The pre-hearing dinner was the social media chief's idea.
"At Facebook’s request, Senator Warner helped organize a dinner meeting in Washington for Mr. Zuckerberg and a group of senators," Rachel Cohen, a spokesperson for Warner, said in a statement. "The participants had a discussion touching on multiple issues, including the role and responsibility of social media platforms in protecting our democracy, and what steps Congress should take to defend our elections, protect consumer data, and encourage competition in the social media space.”
Other members of the Senate attending the dinner included Richard Blumenthal, D-Conn., a vocal critic of Facebook, and Maria Cantwell, D-Wash., who met separately with Zuckerberg.

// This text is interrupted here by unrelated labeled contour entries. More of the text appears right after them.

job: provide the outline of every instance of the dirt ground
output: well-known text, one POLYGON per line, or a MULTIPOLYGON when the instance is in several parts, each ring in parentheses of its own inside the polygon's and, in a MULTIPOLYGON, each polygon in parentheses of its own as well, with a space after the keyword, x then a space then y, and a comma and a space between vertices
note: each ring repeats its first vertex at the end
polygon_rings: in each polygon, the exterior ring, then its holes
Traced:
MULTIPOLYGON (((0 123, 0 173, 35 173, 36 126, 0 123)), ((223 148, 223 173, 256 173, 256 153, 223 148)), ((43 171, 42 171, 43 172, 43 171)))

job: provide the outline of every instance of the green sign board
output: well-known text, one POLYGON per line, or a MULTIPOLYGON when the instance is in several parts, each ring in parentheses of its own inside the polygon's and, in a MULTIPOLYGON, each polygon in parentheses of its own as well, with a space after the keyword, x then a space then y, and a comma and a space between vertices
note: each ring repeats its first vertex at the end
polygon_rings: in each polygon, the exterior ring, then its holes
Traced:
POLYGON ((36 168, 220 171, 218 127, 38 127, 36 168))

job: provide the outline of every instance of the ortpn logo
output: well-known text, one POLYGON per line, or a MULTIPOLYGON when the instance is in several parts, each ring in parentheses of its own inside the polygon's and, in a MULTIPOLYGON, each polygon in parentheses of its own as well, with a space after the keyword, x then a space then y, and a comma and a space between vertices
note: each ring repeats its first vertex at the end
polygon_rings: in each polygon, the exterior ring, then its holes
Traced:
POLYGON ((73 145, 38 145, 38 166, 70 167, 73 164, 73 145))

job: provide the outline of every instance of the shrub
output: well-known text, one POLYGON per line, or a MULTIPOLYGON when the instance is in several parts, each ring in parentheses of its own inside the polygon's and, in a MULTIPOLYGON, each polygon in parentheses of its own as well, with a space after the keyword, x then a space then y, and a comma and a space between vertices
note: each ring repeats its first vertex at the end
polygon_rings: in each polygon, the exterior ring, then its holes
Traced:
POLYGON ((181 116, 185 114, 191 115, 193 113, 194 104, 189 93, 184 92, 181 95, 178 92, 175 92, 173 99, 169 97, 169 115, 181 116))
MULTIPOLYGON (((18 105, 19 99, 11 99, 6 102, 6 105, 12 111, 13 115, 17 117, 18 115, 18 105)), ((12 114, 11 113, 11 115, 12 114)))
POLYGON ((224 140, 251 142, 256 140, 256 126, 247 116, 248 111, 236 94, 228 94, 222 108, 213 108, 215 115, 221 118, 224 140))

Zuckerberg's trek to Capitol Hill comes as government regulators look into whether technology giants are violating antitrust laws.
Federal Trade Commission Chair Joseph Simons said during a Senate hearing this week that the agency is "actively investigating competitive activity" in technology markets.
In July, the FTC levied a $5 billion fine against the social media company over its handling of users’ personal information.
Zuckerberg said earlier this year that he backs a "more active role for governments and regulators" in setting rules for data privacy and would like more public input on content decisions.
"By updating the rules for the Internet, we can preserve what’s best about it — the freedom for people to express themselves and for entrepreneurs to build new things — while also protecting society from broader harms," he said in a statement at the time.
"Internet companies should be accountable for enforcing standards on harmful content,” Zuckerberg said. “It’s impossible to remove all harmful content from the internet, but when people use dozens of different sharing services — all with their own policies and processes — we need a more standardized approach.”
Facebook Vice President Monika Bickert fielded lawmakers' questions Wednesday on why a Facebook Live video of the Christchurch, New Zealand, mosque shootings in March was not taken down until an hour after it was posted.
Bickert said the company's artificial intelligence technology "did not spot violence in the video." She said the average time it takes its AI technology to spot a violation is 12 seconds.